Otra pérdida más, una de tantas. Era desgarrador ver cómo la vida en aquel país no valía nada.  Era un mero soplo, un simple susurro en la eternidad. 


Así de jodida es África, con sus hijos. Les arranca la vida a dentelladas, a bocajarro. Con, especial inquina, además, con sus mejores vástagos a quienes parece no perdonar su extraordinaria condición, como a Joachim. 
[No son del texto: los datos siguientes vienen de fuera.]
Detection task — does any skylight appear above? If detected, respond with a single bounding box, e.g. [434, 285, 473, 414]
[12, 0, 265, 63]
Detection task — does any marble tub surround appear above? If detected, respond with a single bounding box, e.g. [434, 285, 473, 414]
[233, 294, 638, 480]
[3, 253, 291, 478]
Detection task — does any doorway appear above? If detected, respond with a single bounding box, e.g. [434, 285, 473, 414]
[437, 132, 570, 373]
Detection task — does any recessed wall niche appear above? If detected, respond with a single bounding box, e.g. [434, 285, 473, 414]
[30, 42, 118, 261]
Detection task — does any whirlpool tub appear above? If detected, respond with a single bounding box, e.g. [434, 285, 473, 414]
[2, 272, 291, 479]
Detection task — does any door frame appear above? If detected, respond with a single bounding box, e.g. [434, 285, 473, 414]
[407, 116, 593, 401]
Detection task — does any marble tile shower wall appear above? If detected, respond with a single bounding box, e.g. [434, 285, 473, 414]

Me agarré a su última sonrisa, el último reducto que me quedaba al que poder aferrarme ante tanta indignidad, ante tanto desprecio por el ser humano. Se me revolvieron las entrañas. No pude evitar vomitar, al volver a casa. Un enorme desprecio ante la injusticia y la condición humana me invadió profundamente.


Pero hoy no quiero contaros mi historia por aquellos lares, sino la de Joachim. Padre de cinco hijos y tío de otros quince. Su partida condenaría a morir de hambre, al menos a otras veinte bocas. Un auténtico drama que desde nuestro mundo, preferimos siempre olvidar e ignorar. La distancia anestesia nuestra decencia, sin duda.






Esa intensidad africana estaba encarnada en el propio Joachim. Sus dientes de marfil, blancos, refulgentes como la nieve deslumbraban aún más al contrastar con su tez negra  azabache. Su cuerpo atlético superó estoicamente todas las inclemencias de su desdichada existencia. 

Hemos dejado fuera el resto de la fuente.